McIlroy über Woods' Ratschläge

„Wenn einem der größte Spieler aller Zeiten einen Ratschlag gibt, kann man das nicht ablehnen", kommentierte McIlroy am Dienstag am Rande seiner Vorbereitungen auf die PGA Championship. Und weiter: „Das war also wirklich cool." Man wäre gern dabei gewesen, um den zwei Superstars zu lauschen, wie sie diskutieren und analysieren.

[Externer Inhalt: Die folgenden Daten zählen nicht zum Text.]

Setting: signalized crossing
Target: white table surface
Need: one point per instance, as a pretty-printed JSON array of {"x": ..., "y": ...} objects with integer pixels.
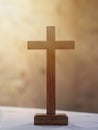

Obwohl McIlroy beteuert, es seien keine besonderen Gespräche gewesen. „Zwei Jungs, die sich über den Golfschwung unterhalten, wie wir es immer tun", sagte er zu einer Reporterin von Golf Channel. Eine Untertreibung, natürlich. „Nur ein paar kleine Dinge im Schwung, die ihm aufgefallen sind, die er vorher nicht gesehen hat“, so der Nordire. 
 

Erinnerungen an alte Zeiten: 2014 siegte Rory McIlroy zum zweiten Mal nach 2012 bei der PGA Championship.
Erinnerungen an alte Zeiten: 2014 siegte Rory McIlroy zum zweiten Mal nach 2012 bei der PGA Championship. | © Montana Pritchard/Getty Images


Neuer Enthusiasmus

Welche Dinge das waren, verriet McIlroy nicht. Dafür sprach er in seiner Pressekonferenz in Oak Hill recht offen und ausführlich darüber, warum es in den vergangenen Wochen nicht so gut lief bei ihm – was vielleicht, wenn man interpretieren möchte, doch ein bisschen was über Woods‘ Input verrät. Die Schlagfläche sei im Durchschwung etwas zu offen gewesen, dadurch habe sich eine Reihe kleinerer Fehlern ergeben, erklärte McIlroy. An der Lösung des Problems arbeite er seit den letzten Wochen – Woods‘ Beobachtungen dürften dabei hilfreich sein. Zumindest, so gab es McIlroy zu Protokoll, habe er die Sitzung mit dem US-Superstar mit dem Gefühl verlassen, gestärkt worden zu sein. „Nachdem ich mit ihm gesprochen hatte, war ich motivert, auf den Platz zu gehen und an einigen Dingen zu arbeiten", sagte McIlroy. „Es gab mir neuen Enthusiasmus für die nächsten Monate. Das und die Anwesenheit von Michael, der ein Auge auf die Dinge geworfen hat, haben mir eine wirklich produktive Woche beschert.“

McIlroy: Erwartungen reduzieren

Eine Woche, die mit der PGA Championship, dem zweiten Major-Turnier des Jahres enden wird – und wenn es nach McIlroy geht, dann mit seinem ersten Triumph bei einem der vier großen Events seit 2014. Damals gewann er, genau, zunächst die PGA Championship (bereits zum zweiten Mal nach 2012) und wenige Wochen später auch noch die British Open. Seitdem scheiterte er immer wieder an besseren Gegnern und den eigenen Ansprüchen. Die wolle er künftig reduzieren. „Weniger Erwartungen", sagte McIlroy am Dienstag auf die Frage, woran er im mentalen Bereich arbeite. „Ich versuche, die Dinge zu nehmen, die kommen, und nicht zu viel darüber nachzudenken. Ich versuche, da rauszugehen, ein gutes erstes Loch im Turnier zu spielen, und wenn ich das geschafft habe, versuche ich, ein gutes zweites Loch zu spielen und von da aus weiterzumachen." 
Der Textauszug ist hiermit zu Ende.